December 13, 2014 by Paul Goldsmith
Yesterday I wrote about the fall in oil prices and how they have been affected by geopolitical factors that have led to it being rather convenient for the Western conception of international relations. It demonstrated that with some of the commodities we use, there are some quite complicated reasons for their price to rise and fall. Sometimes, though – there are far more simple reasons for the changing price of a commodity, which is why it’s worth looking at the story of the iron ore price in Western Australia.
The Western Australian government estimated in their budget for 2014-2015 that they would gain a certain amount of tax revenue based upon a price for iron ore of $122.70, but today it stands at $80, which is 34% below that. The State Governor, Colin Barnett, has had to answer questions about how they got their forecasts so wrong.

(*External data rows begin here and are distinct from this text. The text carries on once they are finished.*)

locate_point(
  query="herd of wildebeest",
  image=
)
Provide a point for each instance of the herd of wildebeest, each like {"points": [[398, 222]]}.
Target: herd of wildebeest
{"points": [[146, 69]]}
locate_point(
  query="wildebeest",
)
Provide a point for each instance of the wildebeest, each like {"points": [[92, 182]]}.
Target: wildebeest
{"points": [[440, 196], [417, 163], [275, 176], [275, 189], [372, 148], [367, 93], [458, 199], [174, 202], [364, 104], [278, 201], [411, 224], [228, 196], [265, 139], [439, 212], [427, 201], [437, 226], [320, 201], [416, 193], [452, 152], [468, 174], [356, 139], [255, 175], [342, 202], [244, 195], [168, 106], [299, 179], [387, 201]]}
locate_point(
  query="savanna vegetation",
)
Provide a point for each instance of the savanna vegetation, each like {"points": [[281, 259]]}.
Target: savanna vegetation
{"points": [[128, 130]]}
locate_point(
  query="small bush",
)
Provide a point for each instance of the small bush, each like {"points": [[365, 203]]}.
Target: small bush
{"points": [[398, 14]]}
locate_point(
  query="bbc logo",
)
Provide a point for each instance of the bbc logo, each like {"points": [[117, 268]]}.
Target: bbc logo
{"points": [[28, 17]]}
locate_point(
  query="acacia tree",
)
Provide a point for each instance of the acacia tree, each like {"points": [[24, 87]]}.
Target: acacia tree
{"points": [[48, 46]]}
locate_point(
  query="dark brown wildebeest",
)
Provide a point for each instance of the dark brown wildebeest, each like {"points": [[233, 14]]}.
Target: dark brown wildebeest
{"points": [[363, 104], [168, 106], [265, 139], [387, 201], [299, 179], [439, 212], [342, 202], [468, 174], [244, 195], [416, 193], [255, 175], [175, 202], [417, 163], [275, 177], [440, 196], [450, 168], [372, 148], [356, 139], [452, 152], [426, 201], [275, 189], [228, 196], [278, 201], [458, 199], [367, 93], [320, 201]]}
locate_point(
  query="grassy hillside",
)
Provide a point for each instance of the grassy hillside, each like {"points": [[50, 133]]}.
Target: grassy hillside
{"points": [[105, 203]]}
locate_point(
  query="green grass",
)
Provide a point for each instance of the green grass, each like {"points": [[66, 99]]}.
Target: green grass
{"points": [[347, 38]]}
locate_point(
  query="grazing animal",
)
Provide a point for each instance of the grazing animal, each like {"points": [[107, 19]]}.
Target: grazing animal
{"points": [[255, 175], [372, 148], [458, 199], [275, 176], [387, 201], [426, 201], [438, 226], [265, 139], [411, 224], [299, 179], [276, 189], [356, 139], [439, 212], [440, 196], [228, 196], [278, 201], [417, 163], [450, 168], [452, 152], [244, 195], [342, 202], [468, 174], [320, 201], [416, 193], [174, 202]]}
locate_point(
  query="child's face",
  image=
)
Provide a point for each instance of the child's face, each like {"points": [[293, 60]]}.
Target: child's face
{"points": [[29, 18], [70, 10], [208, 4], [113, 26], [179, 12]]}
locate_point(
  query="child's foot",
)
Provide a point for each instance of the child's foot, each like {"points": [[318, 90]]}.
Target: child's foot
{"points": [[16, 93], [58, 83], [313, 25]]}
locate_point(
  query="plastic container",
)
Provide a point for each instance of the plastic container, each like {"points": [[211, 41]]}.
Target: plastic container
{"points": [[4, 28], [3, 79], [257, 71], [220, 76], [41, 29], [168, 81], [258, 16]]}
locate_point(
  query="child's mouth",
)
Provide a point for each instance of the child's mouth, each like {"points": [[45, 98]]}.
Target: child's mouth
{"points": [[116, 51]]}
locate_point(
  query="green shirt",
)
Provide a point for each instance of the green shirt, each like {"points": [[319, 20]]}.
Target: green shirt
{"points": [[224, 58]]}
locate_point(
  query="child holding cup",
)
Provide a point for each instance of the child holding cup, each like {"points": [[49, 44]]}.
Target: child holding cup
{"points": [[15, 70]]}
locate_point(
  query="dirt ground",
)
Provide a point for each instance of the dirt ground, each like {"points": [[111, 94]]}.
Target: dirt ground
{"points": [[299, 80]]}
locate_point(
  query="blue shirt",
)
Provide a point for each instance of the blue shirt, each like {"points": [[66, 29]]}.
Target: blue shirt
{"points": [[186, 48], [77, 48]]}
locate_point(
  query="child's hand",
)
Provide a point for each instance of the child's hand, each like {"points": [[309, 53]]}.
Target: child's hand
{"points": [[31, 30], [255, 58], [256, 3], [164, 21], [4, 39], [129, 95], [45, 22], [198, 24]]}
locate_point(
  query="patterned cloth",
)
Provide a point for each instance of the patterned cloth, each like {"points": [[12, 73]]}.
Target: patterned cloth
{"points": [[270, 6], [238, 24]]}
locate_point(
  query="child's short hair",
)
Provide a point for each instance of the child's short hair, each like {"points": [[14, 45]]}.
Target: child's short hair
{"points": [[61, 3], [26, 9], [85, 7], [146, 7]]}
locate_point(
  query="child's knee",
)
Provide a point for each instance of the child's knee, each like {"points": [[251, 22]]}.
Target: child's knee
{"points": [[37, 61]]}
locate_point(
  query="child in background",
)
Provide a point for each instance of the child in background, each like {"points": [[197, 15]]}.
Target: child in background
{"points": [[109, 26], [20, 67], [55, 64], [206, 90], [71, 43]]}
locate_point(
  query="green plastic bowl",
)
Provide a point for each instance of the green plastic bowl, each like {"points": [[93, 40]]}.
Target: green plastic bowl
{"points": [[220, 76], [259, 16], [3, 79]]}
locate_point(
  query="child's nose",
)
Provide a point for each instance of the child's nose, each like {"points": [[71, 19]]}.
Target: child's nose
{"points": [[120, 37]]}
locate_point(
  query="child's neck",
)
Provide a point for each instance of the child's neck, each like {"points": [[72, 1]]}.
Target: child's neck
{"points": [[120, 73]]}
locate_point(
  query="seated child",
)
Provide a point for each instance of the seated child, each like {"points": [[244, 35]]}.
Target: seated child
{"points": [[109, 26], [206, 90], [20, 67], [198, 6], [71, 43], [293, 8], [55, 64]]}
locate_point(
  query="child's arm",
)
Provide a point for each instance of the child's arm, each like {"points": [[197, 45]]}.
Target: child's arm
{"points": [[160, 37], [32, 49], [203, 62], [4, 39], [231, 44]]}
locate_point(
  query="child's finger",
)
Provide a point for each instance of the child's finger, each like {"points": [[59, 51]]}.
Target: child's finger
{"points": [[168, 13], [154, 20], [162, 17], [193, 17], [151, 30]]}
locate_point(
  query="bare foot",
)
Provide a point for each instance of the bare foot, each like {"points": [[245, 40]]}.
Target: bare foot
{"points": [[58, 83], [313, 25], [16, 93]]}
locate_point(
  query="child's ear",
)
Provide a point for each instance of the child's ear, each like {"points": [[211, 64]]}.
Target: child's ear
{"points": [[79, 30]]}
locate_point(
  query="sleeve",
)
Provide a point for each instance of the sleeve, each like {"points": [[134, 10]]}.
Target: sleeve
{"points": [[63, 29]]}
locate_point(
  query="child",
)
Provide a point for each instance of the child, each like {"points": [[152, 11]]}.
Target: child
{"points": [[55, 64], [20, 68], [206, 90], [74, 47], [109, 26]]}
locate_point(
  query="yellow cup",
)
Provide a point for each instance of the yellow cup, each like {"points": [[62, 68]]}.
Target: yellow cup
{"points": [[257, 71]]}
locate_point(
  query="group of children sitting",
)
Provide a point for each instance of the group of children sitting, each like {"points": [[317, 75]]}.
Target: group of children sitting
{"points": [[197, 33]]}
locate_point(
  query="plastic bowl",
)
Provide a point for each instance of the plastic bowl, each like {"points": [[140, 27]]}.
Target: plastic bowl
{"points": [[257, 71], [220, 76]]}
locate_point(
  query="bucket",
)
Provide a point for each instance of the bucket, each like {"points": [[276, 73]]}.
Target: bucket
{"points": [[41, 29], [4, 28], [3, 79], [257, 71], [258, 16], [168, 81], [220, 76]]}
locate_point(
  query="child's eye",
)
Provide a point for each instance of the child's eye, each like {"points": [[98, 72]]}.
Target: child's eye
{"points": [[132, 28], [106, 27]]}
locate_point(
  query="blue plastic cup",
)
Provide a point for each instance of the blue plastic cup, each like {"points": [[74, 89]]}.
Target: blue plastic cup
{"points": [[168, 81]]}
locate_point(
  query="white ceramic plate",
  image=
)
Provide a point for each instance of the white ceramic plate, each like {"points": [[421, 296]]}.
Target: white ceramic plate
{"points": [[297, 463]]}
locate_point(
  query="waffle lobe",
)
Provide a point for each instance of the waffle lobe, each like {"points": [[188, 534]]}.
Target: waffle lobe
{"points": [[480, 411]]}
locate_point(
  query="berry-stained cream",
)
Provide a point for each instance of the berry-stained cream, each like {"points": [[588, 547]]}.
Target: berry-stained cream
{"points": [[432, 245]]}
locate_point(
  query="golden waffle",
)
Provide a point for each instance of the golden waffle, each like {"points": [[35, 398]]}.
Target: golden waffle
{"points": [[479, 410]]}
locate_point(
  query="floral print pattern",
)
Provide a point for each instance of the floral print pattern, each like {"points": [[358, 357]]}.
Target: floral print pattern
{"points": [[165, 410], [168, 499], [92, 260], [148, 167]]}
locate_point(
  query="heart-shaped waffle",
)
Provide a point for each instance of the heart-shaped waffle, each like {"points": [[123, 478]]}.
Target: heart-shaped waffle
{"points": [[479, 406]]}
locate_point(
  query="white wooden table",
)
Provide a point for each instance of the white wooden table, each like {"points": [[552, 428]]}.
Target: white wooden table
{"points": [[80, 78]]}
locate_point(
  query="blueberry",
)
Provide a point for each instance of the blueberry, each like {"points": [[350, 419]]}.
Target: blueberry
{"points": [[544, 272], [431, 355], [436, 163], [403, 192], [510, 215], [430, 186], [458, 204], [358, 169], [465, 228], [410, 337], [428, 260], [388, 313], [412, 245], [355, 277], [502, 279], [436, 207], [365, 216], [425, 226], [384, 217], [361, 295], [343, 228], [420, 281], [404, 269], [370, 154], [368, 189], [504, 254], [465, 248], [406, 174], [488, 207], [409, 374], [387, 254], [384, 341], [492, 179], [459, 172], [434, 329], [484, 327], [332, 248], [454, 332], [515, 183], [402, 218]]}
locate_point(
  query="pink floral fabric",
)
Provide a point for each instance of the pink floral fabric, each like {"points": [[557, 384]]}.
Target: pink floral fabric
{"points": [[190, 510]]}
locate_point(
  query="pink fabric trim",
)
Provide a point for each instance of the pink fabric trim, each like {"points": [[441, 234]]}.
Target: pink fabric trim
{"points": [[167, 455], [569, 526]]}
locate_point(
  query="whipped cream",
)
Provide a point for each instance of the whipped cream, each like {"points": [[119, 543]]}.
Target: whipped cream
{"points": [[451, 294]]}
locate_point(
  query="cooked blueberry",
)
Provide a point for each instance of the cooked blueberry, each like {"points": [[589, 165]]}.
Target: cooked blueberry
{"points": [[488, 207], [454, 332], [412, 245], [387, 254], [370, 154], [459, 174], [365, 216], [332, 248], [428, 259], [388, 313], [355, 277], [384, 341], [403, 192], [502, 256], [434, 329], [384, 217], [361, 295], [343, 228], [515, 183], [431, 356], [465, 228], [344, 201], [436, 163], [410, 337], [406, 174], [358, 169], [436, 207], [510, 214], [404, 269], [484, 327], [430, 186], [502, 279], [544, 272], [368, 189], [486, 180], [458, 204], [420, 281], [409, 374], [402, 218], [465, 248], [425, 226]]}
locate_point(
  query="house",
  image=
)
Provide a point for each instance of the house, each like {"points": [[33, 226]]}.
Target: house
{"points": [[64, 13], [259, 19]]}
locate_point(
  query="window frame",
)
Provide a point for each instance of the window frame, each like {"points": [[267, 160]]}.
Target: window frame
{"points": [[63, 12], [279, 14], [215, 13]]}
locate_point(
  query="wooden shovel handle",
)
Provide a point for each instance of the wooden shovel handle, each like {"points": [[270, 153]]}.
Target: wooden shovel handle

This is because the 2014-15 budget contained a forecast surplus of only $75m but for each $1 the iron ore price is less than the estimate – revenues fall by $49m (which means their revenues are going to fall by $1.7bn this year). The resulting deficit has to be explained, and Mr Barnett has done his explaining, and it is rather useful.
Put simply, the iron ore price has fallen because of decreased demand for iron ore and increased supply. China, which used to produce 60% of World steel (which contains iron ore) is longer producing as much as they re-balance their economy from manufacturing to services. The increased supply has come from two massive companies – BHP Billiton, and Rio Tinto, apparently “flooding the market” with iron ore. This is as a result of some massive investment ($120bn) that they have made over the past few years in Western Australia that they have to recoup, and because they are producing at such scale, they are able to produce at low costs – leading to their ability to sell at low prices.
This is not just a bit of a nightmare for Colin Barnett, but it makes life difficult for the high cost smaller producers who make up the majority of producers in Western Australia and who are now unable to get a price that allows them to run their businesses at a profit. Barnett has lamented the effect of the low prices on the smaller producers, who he sees as part of the lifeblood of their communities.
Which is why it is a bit odd to read this quote from April this year, about how the opening of BHP Billiton’s Jimblebar iron ore mine “demonstrates BHP Billiton’s ongoing confidence in the strength of WA’s iron ore industry”. You might have guessed already that the quote came from Western Australia governor Colin Barnett..who actually opened that mine – gloating over the decision to increase mining operations in Western Australia. Did Barnett not wonder whether the increased investment in mining might lead to more, you know, mining?
Capitalism works like this. BHP Billiton and Rio Tinto search for profit and in a competitive marketplace like Western Australia they have found a low cost supply, are producing a lot of it and charging lower prices. It’s hard on the higher cost suppliers, but it’s the way the market works. If you celebrate the upside of that – you have to have a better answer to the downside.